Valley floors were manually mapped in GIS using the nationwide DEM. We defined the valley margins morphologically, by identifying breaks in slope from relatively flat, low elevation areas to relatively steep hillslopes24,37,87. The valley floor included active floodplains and terraces, in addition to other valley floor landforms (for example, fans). It was not feasible to distinguish additional margins (for example, anthropogenic or channel margins) at the catchment-scale using the topographic data available.
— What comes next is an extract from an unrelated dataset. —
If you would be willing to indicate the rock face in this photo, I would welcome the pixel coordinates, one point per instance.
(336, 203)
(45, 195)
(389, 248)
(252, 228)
We used the SWATHobj function in TopoToolbox V2 to sample attribute values for per-pixel locational probabilities along the valley floor centreline. We set the SWATHobj width to 10 km to fully encompass the transverse width of the active channel and set the resampling distance to 0.01 km (‘dx’ parameter) to extract attribute values at along-valley intervals equal to the resampled DEM resolution. Attribute values for per-pixel locational probability were extracted across the transverse width of the swath profile at the regular intervals and then averaged to provide a generalised output (termed the cross-valley locational probability). Active channel width was calculated from the non-zero per-pixel locational probability values across the transverse width of the swath profile at regular intervals. The confinement ratio was calculated as the active channel width divided by the valley floor width. Distances along the swath profile were normalised by the total swath length; this provided a standard framework to compare along-valley patterns of geomorphic river mobility and valley floor width between multiple catchments.